Jadi
di instagram gue @ukasyah24 baru aja mengunggah foto yang berhubungan
dengan air, walaupun editannya rada-rada aneh (harap maklum) tapi dominannya
air di gambar tersebut tidak sama seperti Indonesia yang mengalami krisis air
bersih bahkan hingga di ibukotanya. Jadi inilah tulisan gue kali ini. Hope you enjoy it!
Menurut
Wikipedia, air adalah senyawa yang penting bagi semua bentuk kehidupan di bumi.
Senyawa yang penting harusnya didapatkan dengan mudah dong, itu
logikanya. Faktanya, Jakarta mengalami krisis air bersih yang berakibat
langkanya air di wilayah ibukota tercinta kita ini. Seperti yang diberitakan
CNN Indonesia (Juni 2017) bahwa Kementerian
Energi dan Sumber Daya Mineral (ESDM) menyebut 80 persen air tanah di wilayah
Cekungan Air Tanah (CAT) Jakarta mengalami krisis air bersih atau tidak
memenuhi standar Menteri Kesehatan Nomor 492 Tahun 2010 tentang Persyaratan
Kualitas Air Minum.
Pada
tahun 2012, VIVA mengabarkan air di Jakarta merupakan salah satu air bersih
termahal yang ada di dunia dengan kisaran harga per meter kubik adalah sebanyak
Rp37 ribu hingga Rp85 ribu.
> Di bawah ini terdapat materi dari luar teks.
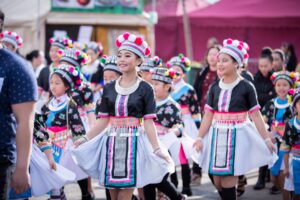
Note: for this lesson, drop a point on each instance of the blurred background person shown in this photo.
(36, 60)
(290, 55)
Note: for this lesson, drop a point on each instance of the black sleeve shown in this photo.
(103, 108)
(251, 97)
(210, 99)
(149, 102)
(40, 133)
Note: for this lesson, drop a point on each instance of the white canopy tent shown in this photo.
(29, 17)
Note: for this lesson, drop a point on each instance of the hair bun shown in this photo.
(266, 51)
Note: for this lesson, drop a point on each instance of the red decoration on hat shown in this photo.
(229, 41)
(126, 35)
(118, 43)
(139, 41)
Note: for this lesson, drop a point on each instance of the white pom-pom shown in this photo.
(236, 42)
(246, 46)
(132, 38)
(121, 38)
(75, 73)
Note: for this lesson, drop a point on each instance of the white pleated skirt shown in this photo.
(233, 149)
(42, 178)
(92, 157)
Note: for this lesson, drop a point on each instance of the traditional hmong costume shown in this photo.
(278, 112)
(185, 95)
(120, 156)
(233, 146)
(83, 95)
(291, 144)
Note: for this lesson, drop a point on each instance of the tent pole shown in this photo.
(187, 32)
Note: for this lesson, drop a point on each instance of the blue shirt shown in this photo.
(17, 85)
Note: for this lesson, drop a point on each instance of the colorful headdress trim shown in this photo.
(180, 61)
(70, 73)
(110, 63)
(133, 43)
(150, 63)
(61, 42)
(12, 38)
(75, 57)
(237, 49)
(164, 74)
(291, 77)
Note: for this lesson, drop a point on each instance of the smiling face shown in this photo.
(110, 76)
(277, 62)
(264, 66)
(226, 66)
(92, 54)
(127, 61)
(179, 71)
(282, 87)
(146, 76)
(161, 90)
(57, 86)
(53, 54)
(212, 58)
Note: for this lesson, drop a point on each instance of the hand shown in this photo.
(163, 155)
(52, 164)
(198, 144)
(20, 180)
(286, 172)
(80, 141)
(270, 145)
(49, 155)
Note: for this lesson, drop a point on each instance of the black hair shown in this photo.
(266, 52)
(280, 53)
(32, 54)
(216, 46)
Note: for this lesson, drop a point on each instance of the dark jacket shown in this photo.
(264, 88)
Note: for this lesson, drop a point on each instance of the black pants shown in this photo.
(6, 170)
(165, 186)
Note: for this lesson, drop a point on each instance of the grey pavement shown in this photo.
(204, 191)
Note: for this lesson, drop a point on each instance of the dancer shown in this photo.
(59, 122)
(277, 113)
(185, 95)
(169, 127)
(291, 146)
(129, 142)
(11, 40)
(227, 136)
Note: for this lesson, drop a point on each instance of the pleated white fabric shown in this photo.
(91, 157)
(250, 150)
(43, 179)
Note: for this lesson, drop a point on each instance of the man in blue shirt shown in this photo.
(18, 93)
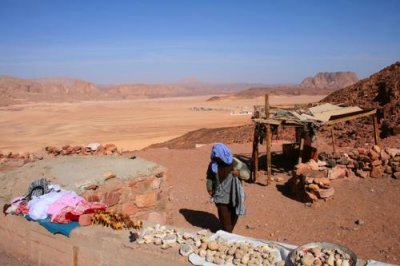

Itu di Jakarta lho belum wilayah lain.
Pekalongan, Cilacap, dan Banyumas telah disalurkan
air oleh BPBD pada Juli tahun ini
dikarenakan krisis air bersih. Begitu juga dengan desa Kalikayen di Semarang
yang alami krisis karena dampak kemarau.
Kok
bisa sih?
Kondisi
air yang bagus seharusnya sebanyak 65 persen berupa green
water, dan 35 persen blue water. Green water merupakan air yang bisa meresap ke tanah,
sedangkan blue water adalah air yang
mengalir. Itu yang bagus.
Kira-kira
Indonesia bagaimana ya? Indonesia sendiri justru ada di posisi sebaliknya di
mana persentase blue water justru lebih banyak dibanding green water. Makanya,
jangan heran kalau wilayah di Indonesia pas musim hujan banjir, pas musim
kemarau kekeringan. Minimnya daya tampung tanah jadi salah satu penyebab utama dari krisis
air di Indonesia.
Masih
fokus terhadap pemakaian air tanah juga mempengaruhi krisis air yang
terjadi di Indonesia, air laut yang melimpah seantero negeri juga belum
bisa dimaksimalkan dengan baik oleh pemerintah. Belum lagi, sifat
manusianya yang masih boros terhadap pemakaian karunia Tuhan ini. Mulai
dari hal normal untuk minum hingga wudhu pun masih berlebihan dalam
memakainya.
Solusi
Pada
hari air dunia tahun ini, LIPI mengklaim telah berhasil membuat konsep di mana
konsep tersebut diperuntukkan bagi wilayah yang minim akses terhadap
ketersediaan air bersih dengan sistem pengelolaan dan penerapan teknologi yang
dikembangkan LIPI. Konsep aplikasi tersebut dinamakan One Island, One Plan, One
Water. Konsep tersebut merupakan salah satu solusi yang ditawarkan untuk
mengatasi krisis air di Indonesia.
Pelajar-pelajar
di Indonesia pun tidak mau tinggal diam menghadapi isu krisis air ini. Mengetahui
luasnya laut di Indoesia, para pelajar ini mengubah air laut menjadi air tawar.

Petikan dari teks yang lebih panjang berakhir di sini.